Yusuf, Balarabe Ibrahim 1; Mustapha, Muhammad Bashir 2

 

 

*1Department of Agricultural Science, Shehu Shagari College of Education, Sokoto, Nigeria

2Department of Economics, Shehu Shagari College of Education, Sokoto, Nigeria

 

 

 

ARTICLE INFO

ABSTRACT

 

Article No.: 082519161

Type: Research

DOI: 10.15580/GJAS.2019.3.082519161

 

 

The study examined socio economic determinants of technical efficiency in rainfed rice production system in Sokoto state, Nigeria. Using a multistage random sampling technique, 300 farmers were randomly selected from six purposively selected rainfed rice producing local government areas of Sokoto state. The data collected were analysed using descriptive statistics and stochastic frontier analysis (SFA). The maximum likelihood estimates on the determinants of technical efficiency shows that the coefficients of farming experience (p<0.01), off-farm income (p<0.05) and extension contact (p<0.01) significantly influenced technical efficiency of the rainfed rice farmers in the area. The mean technical efficiency in rainfed rice production system in the area was 73.2 percent suggesting that rice production fell 26.8 percent short of the maximum (frontier) possible output. The study recommends that farmers need to utilize their farming experience and endeavour to acquire more knowledge and skills in farming while the State Government should engage trained and qualified youths with NCE/Degree in agriculture to serve as extension agents and support them with transport facilities and commensurate remuneration for effective extension service delivery.

 

Submitted: 25/08/2019

Accepted:  27/08/2019

Published: 23/09/2019

 

*Corresponding Author

Balarabe Ibrahim Yusuf

E-mail: balarabebally@ gmail.com

Phone: +234(0)8036394844

 

Keywords: Rice; Rainfed; determinants; technical-efficiency

 

 

 

                             


INTRODUCTION

 

Rice is a source of food, feed, employment and a source of raw materials for a variety of industries. About half of the world’s population (more than 3 billion people) depends on rice for their staple food. Rice provides about 20% of direct human calorie intake worldwide, making it the most important food crop (FAO, 2012).

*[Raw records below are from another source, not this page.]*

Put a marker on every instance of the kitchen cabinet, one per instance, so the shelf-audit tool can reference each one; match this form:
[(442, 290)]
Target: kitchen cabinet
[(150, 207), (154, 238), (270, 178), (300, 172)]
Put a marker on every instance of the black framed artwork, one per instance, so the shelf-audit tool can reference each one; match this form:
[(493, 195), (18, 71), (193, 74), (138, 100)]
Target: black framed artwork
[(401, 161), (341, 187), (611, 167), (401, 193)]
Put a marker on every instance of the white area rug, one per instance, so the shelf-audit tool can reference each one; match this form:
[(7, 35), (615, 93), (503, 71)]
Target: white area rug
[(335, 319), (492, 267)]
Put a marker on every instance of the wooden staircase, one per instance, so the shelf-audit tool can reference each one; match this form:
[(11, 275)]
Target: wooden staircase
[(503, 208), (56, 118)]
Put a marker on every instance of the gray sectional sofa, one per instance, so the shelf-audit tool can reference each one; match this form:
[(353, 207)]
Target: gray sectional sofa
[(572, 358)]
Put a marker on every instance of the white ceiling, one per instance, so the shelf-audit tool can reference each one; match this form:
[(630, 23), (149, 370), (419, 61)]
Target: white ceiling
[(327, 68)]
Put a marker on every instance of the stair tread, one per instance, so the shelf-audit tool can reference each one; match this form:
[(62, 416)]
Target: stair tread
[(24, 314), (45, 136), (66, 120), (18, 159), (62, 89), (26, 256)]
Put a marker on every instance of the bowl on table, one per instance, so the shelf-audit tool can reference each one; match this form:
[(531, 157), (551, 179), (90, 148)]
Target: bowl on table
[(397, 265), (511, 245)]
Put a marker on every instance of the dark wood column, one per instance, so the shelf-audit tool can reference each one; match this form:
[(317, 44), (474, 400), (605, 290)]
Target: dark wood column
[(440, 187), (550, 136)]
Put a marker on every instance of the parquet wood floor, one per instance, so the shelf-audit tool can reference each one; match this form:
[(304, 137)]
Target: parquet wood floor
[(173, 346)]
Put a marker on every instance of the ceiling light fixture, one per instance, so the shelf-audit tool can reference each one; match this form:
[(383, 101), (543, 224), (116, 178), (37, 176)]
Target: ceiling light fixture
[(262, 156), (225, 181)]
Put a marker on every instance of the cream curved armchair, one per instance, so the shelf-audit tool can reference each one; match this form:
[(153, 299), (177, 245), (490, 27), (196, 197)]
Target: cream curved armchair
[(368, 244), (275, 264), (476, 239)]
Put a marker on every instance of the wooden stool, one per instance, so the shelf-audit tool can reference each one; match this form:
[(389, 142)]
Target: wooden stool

The failure of Nigeria’s rice economy to match its domestic demand raises a number of questions both among the policy makers and researchers. A key reason to this concern is that of productivity and efficiency of the rice farmers in the use of resources. Average yield of upland and lowland rainfed rice in Nigeria is 1.8 tons//ha while that of the irrigation system is 3.0t ha-1 (Singh et al., 1997). This is low when compared with 3.0 t ha-1 from rainfed upland and lowland systems and 7.0 t ha-1 from irrigation system in places like Cote d’ Ivoire and Senegal (WARDA, 2003). It therefore implies that rainfed rice farmers in Nigeria are not getting commensurate returns from the resources they commit to their enterprise. Sustainable national food security and economic development in Nigeria will continue to depend upon farmers’ continued ability to sustain high yields in rainfed rice ecologies (Singh et al., 1997). Considering the risk and uncertainty in which crop production takes place most especially in developing countries like Nigeria, farmers’ resources need to be organized and used efficiently in such a way as to produce maximum output (Yahaya, 2013). The problem of inefficient use of resources in rice production has been the greatest obstacle to increased production (Udoh and Oluwatoyin, 2006).

 It is in consideration of the inefficient use of resources that characterised rice production in Nigeria that this study stemmed to identify socio economic determinants of farmers’ efficiencies in rainfed rice production in Sokoto State, Nigeria. This is with a view to advancing policy considerations for agricultural development in Nigeria

 

 

METHODOLOGY

 

Sokoto State is located between latitude 13o 03’ N and longitude 5o 14’ E with a land area of 28,232.37 Square kilometers. It is bordered in the north by Niger Republic, Zamfara State to the east and Kebbi State to the south and west (SOSG, 2015). In terms of vegetation, the State falls within the Sudan savannah zone. Rainfall starts late May and ends late September or early October with an annual mean rainfall ranging between 500mm – 700m. Over 80% of the inhabitants of Sokoto State practice one form of agriculture or the other. They produce such crops as millet, guinea corn, rice, cassava, potatoes, groundnuts and beans for subsistence and produce wheat, cotton, and vegetable for cash (SOSG, 2015).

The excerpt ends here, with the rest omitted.